Many of the policy decisions that impact our lives are made based on mistruths about and misunderstanding of what it takes to create prosperity. I’ve compiled a list of the truth antidotes to some of the most notorious of these. Some of my principles can be found in textbooks. Some cannot. Some directly conflict with what is in most textbooks. Nevertheless they are all based on sound theory, on historical evidence, on common sense, and on independent critical thinking to answer the key question: “How do we create the most prosperity for the most people?”

1. Falling prices are natural; falling prices are good. Fighting this steals from the working class and gives to the investor class.
2. Your contribution to society is what you produce, not what you consume. Paris Hilton is not the model citizen for creating prosperity.
3. Paying a man not to work does not create wealth; it only transfers it.
4. Business regulations help big business and big government at the expense of small business, consumers, and workers.
5. A tax cut on another man helps you when compared to no tax cuts for anyone. But when compared to a tax cut for yourself, the choice is clear which is better for you.
6. Tomorrow’s prosperity comes from today’s savings, regardless of who is doing the saving.
7. Central planner policies that help sellers and producers do so by hurting buyers and consumers.

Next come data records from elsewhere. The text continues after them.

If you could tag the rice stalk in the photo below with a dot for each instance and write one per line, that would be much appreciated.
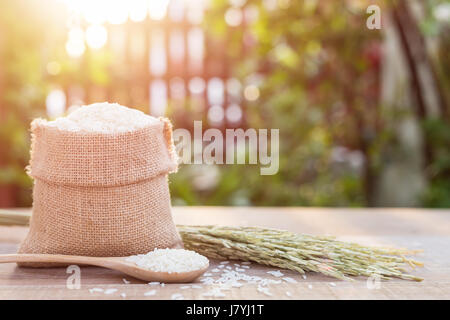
(298, 252)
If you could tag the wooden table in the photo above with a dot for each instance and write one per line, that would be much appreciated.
(412, 228)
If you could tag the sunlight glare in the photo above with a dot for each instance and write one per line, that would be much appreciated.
(157, 9)
(96, 36)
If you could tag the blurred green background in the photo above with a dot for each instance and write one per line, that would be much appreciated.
(363, 114)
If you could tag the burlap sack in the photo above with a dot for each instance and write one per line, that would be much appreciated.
(101, 194)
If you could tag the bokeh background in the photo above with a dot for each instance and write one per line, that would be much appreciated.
(363, 114)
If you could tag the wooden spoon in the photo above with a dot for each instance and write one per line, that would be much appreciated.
(114, 263)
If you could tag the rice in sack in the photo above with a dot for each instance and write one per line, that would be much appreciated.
(100, 184)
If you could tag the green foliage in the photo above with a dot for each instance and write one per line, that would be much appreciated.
(315, 65)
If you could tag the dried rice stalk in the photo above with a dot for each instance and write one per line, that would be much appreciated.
(299, 252)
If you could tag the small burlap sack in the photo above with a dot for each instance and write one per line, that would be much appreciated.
(98, 194)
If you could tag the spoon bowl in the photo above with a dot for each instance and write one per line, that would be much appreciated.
(113, 263)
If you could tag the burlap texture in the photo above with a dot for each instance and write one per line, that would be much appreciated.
(101, 194)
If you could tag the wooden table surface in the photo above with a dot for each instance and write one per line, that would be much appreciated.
(412, 228)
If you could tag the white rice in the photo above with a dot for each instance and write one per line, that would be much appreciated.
(170, 260)
(103, 118)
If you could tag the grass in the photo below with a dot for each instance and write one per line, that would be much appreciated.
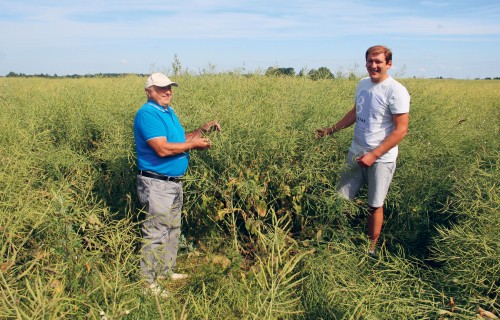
(265, 234)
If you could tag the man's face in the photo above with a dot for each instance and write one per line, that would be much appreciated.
(377, 67)
(160, 95)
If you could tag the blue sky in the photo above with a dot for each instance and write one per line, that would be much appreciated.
(449, 38)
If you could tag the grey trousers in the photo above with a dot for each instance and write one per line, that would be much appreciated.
(161, 228)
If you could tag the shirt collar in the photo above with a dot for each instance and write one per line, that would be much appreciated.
(160, 108)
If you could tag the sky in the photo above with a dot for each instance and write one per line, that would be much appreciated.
(429, 38)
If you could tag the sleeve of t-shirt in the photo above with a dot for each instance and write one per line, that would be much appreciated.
(400, 100)
(150, 125)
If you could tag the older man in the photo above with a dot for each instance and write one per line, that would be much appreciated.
(380, 113)
(162, 148)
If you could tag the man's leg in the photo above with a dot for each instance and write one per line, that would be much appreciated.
(375, 221)
(379, 178)
(159, 198)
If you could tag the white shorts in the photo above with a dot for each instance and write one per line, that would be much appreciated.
(377, 177)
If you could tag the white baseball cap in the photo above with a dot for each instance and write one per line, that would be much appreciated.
(160, 80)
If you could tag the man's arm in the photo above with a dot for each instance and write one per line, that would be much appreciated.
(399, 132)
(206, 128)
(163, 148)
(348, 120)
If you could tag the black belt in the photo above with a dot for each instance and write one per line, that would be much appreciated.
(153, 175)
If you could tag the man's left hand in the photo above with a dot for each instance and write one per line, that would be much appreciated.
(211, 126)
(366, 160)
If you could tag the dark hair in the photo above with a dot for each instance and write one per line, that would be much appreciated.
(379, 49)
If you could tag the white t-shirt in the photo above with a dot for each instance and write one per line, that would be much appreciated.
(376, 103)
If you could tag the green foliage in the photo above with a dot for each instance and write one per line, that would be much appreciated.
(274, 71)
(321, 73)
(267, 236)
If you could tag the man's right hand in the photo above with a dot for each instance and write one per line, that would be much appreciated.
(201, 143)
(323, 132)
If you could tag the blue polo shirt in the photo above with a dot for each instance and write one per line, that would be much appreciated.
(153, 121)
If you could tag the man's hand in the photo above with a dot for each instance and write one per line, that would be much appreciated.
(366, 160)
(211, 126)
(320, 133)
(201, 143)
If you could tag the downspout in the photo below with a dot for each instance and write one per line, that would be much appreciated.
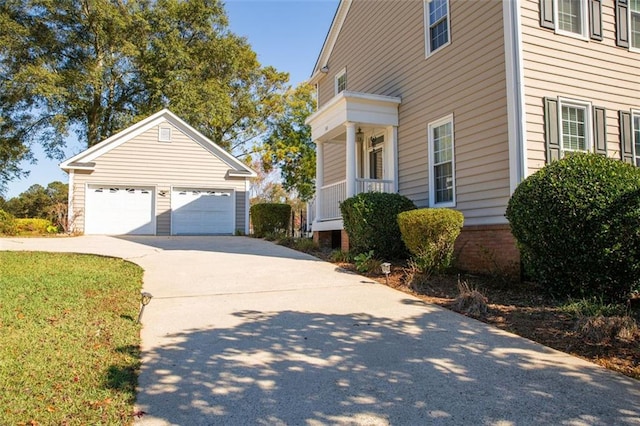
(515, 93)
(70, 218)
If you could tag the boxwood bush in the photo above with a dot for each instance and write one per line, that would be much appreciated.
(370, 220)
(7, 224)
(270, 219)
(577, 223)
(429, 235)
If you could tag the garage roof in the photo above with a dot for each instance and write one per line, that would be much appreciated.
(84, 160)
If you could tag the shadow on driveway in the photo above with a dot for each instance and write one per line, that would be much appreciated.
(293, 367)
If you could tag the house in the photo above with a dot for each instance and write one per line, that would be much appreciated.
(454, 102)
(158, 177)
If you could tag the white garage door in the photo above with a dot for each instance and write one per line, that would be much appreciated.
(119, 210)
(202, 211)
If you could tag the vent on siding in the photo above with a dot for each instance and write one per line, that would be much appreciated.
(164, 134)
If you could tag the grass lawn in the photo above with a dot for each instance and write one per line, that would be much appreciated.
(69, 340)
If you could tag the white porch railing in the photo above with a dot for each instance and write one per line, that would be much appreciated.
(332, 195)
(373, 185)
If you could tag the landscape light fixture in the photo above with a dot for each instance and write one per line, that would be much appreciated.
(145, 298)
(386, 270)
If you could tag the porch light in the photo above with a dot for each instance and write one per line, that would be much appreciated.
(386, 270)
(145, 298)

8. Public money should not be spent on private consumption.
9. To privatize profits but socialize losses is to steal.
10. There is no shortage of jobs. There is only a shortage of money to pay for those jobs. To cure this shortage we need to stop wasting money on jobs that do little to no good for us, and we need to allow more people to do what the bottom-up power of the free markets want as opposed to what the top-down power decree of government wants. For every young man fighting an unnecessary war, there is one less man who can teach 3rd grade and coach little league. For every MVA worker, there is one less worker available to pickup trash or plug potholes. For every genius who goes into accounting to demystify our tax code, there is one less genius to go to engineering school.

We will never hit our goals if we keep aiming at the wrong targets.